Regulator issues cease-and-desist order against mining firm
By Arra B. Francia
THE Securities and Exchange Commission (SEC) has issued a cease-and-desist order against Alabel Maasim Mining Corp. (ALMAMICO), Alabel-Maasim Small Scale Mining Cooperative and/or Alabel Maasim Credit Cooperative (ALAMCCO) for its illegal solicitation of investments from the public.
In a statement issued yesterday, the corporate regulator said its Enforcement and Investor Protection Department found substantial evidence proving the group has been offering and selling public securities through investment contracts without a secondary license from the commission.

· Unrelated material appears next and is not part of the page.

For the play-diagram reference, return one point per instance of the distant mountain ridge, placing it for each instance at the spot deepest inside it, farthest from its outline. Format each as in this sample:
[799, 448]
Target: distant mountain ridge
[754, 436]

The groups, which are operating in Sarangani, General Santos City and Koronadal City, have allegedly been inviting members to invest certain amounts with the promise of a 35% monthly return. The returns will then be compounded with the capital if investors agree to lock in their investments for a year.

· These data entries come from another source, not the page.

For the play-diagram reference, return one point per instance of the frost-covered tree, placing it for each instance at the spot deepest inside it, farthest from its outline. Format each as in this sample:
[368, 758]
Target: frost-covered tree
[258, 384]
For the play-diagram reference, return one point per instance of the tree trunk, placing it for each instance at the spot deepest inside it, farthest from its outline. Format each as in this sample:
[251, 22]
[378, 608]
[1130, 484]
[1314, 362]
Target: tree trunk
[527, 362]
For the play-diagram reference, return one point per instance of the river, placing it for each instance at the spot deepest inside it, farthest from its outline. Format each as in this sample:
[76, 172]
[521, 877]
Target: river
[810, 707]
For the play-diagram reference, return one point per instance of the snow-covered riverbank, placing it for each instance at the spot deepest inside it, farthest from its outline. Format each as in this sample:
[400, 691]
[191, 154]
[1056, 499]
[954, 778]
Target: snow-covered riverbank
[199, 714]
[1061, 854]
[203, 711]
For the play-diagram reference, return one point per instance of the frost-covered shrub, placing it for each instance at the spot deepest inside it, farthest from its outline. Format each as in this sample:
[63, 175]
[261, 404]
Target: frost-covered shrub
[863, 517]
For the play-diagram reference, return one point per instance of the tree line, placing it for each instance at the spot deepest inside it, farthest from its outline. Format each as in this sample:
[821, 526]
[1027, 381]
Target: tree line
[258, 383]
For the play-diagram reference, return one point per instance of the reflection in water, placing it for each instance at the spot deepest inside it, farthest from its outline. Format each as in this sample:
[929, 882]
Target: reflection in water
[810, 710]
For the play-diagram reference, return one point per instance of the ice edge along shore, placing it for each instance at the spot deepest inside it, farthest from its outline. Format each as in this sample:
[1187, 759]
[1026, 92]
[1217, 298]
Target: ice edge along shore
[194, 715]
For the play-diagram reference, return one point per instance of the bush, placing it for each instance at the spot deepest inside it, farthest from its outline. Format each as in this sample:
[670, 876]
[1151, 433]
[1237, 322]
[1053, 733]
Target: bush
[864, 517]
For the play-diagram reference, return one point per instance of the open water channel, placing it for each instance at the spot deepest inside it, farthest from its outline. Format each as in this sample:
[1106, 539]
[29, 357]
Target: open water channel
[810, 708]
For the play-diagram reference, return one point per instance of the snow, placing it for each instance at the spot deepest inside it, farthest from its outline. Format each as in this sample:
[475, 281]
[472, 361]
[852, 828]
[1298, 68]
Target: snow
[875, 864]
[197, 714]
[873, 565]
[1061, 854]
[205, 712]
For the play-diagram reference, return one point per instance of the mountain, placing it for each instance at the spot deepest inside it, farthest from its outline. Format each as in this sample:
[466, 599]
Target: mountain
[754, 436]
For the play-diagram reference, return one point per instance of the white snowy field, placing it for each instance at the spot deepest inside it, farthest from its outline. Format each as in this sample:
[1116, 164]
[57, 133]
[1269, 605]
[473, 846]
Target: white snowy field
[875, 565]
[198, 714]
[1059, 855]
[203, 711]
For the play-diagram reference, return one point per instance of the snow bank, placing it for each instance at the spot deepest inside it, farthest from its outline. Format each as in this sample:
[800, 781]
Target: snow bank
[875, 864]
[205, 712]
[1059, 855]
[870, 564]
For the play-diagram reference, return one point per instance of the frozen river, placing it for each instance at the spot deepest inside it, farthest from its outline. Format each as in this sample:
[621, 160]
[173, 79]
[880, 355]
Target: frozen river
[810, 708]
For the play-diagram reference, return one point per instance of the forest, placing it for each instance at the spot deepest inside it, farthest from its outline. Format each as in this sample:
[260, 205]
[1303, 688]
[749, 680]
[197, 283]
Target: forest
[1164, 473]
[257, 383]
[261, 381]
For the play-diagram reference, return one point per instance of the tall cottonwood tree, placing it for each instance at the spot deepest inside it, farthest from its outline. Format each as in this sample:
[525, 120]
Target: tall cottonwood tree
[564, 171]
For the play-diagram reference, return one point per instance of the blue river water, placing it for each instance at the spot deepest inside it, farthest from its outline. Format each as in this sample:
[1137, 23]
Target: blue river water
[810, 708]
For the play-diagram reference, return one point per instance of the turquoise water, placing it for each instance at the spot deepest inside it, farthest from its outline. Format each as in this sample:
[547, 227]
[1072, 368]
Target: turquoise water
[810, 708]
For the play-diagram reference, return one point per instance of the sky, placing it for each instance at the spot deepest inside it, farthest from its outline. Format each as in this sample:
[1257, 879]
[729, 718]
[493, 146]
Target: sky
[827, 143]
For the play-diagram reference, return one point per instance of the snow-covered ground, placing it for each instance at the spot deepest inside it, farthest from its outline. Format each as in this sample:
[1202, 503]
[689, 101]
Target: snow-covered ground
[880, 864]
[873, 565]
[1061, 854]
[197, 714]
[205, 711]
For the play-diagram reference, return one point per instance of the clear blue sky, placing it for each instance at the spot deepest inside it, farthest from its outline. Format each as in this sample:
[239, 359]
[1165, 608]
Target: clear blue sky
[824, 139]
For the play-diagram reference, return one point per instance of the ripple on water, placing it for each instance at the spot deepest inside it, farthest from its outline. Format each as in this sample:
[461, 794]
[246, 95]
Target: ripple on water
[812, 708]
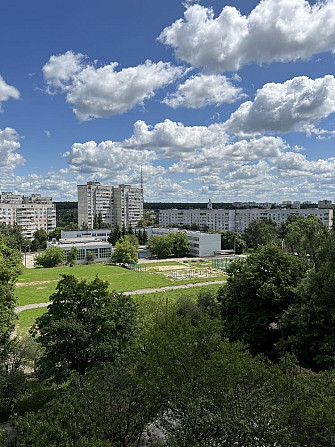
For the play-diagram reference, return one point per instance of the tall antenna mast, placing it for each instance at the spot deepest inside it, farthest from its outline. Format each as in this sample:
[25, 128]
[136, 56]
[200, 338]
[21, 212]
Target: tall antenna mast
[141, 178]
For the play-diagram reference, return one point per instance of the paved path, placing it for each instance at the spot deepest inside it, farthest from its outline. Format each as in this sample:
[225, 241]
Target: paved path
[134, 292]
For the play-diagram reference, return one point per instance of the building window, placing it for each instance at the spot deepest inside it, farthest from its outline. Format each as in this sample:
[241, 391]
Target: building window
[105, 253]
[81, 255]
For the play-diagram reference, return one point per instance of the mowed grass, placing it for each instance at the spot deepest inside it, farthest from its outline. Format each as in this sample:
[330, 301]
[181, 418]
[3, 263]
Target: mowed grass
[149, 305]
[27, 318]
[36, 285]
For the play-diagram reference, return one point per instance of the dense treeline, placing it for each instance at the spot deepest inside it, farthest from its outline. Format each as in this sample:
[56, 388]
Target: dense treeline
[252, 365]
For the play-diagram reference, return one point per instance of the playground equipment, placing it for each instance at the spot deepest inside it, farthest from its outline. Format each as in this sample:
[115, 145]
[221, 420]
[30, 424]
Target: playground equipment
[221, 263]
[137, 267]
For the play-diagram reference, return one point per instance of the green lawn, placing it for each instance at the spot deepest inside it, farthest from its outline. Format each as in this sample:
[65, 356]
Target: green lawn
[147, 305]
[27, 319]
[120, 279]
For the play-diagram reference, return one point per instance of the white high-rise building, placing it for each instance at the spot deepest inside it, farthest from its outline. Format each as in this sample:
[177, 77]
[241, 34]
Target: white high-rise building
[122, 205]
[30, 213]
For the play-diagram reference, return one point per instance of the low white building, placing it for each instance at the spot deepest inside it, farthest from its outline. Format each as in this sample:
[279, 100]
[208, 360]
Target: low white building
[101, 234]
[103, 251]
[201, 244]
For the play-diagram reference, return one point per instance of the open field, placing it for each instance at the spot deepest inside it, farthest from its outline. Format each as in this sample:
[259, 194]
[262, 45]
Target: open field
[36, 285]
[148, 305]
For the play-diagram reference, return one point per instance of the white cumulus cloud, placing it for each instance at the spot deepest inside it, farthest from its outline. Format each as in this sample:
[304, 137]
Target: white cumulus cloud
[203, 90]
[285, 107]
[7, 91]
[174, 139]
[107, 158]
[9, 145]
[104, 91]
[61, 69]
[275, 30]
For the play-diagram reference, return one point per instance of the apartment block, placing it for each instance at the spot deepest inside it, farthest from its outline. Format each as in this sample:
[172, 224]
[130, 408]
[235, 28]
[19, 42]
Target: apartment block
[30, 213]
[239, 219]
[122, 205]
[201, 244]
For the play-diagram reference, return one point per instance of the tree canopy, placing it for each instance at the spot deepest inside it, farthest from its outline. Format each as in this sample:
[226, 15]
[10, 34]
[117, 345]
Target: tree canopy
[260, 232]
[259, 289]
[51, 257]
[85, 325]
[126, 250]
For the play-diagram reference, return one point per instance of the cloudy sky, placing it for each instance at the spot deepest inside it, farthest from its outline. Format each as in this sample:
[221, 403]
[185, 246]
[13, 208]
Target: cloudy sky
[228, 99]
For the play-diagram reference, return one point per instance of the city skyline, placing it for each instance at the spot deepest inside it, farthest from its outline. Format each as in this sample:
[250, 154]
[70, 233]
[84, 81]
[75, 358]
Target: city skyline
[231, 100]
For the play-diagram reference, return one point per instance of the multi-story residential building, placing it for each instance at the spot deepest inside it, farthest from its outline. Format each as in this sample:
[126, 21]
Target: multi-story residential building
[239, 219]
[30, 213]
[102, 250]
[201, 244]
[101, 234]
[122, 205]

These investments are offered to the public through videos posted online.
“(ALMAMICO, ALAMCOO) their partners, officers, directors, agents, representatives, and conduits, assigns and any person claiming and acting for and on their behalf are hereby ordered to immediately cease and desist under pain of contempt, from engaging in activities of selling and/or offering for sale of securities in the form of investment contracts,” the commission en banc said in a June 4 ruling.
The SEC highlighted that ALMAMICO is registered only as a stock corporation, but its articles of incorporation explicitly state that it is not authorized to enter into businesses that require a secondary license such as acting as broker or dealer in securities, investment house, and close-end or open-end investment company.

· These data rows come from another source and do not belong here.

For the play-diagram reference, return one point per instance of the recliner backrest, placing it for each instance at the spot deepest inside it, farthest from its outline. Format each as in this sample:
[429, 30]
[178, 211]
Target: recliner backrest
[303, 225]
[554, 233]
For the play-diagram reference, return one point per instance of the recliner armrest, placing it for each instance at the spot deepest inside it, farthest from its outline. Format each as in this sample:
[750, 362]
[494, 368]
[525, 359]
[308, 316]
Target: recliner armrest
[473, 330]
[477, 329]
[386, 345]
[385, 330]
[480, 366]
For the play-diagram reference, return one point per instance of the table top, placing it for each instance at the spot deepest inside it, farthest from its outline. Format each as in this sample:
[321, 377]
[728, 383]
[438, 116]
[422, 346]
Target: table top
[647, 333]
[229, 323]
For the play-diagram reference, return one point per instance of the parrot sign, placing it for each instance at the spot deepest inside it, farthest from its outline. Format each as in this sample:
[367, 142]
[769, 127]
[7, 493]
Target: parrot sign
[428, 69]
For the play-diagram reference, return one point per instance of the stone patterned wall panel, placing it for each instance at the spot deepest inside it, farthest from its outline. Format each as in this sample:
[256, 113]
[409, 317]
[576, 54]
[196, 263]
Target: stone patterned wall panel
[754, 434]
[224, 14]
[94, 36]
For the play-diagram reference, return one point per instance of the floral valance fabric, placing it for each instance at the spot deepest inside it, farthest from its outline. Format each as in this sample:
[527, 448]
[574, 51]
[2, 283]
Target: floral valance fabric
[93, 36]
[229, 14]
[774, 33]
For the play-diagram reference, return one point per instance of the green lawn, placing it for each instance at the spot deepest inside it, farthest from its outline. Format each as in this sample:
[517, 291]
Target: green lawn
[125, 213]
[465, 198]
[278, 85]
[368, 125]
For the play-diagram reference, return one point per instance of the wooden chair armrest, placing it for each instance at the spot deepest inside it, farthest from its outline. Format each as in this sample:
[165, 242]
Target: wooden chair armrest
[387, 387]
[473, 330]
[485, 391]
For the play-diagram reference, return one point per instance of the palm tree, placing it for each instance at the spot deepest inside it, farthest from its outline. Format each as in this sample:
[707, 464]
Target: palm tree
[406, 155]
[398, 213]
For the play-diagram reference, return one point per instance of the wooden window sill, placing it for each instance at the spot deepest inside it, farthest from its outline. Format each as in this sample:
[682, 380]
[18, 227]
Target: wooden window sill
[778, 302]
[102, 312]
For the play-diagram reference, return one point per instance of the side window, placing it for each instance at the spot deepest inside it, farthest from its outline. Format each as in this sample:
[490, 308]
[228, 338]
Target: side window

Meanwhile, ALAMCCO is registered only with the Cooperative Development Authority. ALMAMICO’s incorporators are the same as ALAMCCO’s cooperators and directors. They also share the same principal office address.
Citing Section 8.1 of the Securities and Regulation Code, the commission said that “securities shall not be sold or offered for sale or distribution within the Philippines, without a registration statement duly filed with and approved by the Commission.”
The SEC added that ALMAMICO and ALAMCCO resemble a Ponzi scheme, or an investment fraud where the promised returns to investors are paid out through funds coming in from newer investors.
The commission also instructed the groups to stop transacting business involving the funds in their depository banks. They were also cautioned against transferring, disposing, or conveying in any other manner all related assets to reserve them for the benefit of investors.
The SEC previously warned the public against ALMAMICO and ALAMCCO in an advisory last April 30, on the back of inquiries and concerts regarding their investment activities.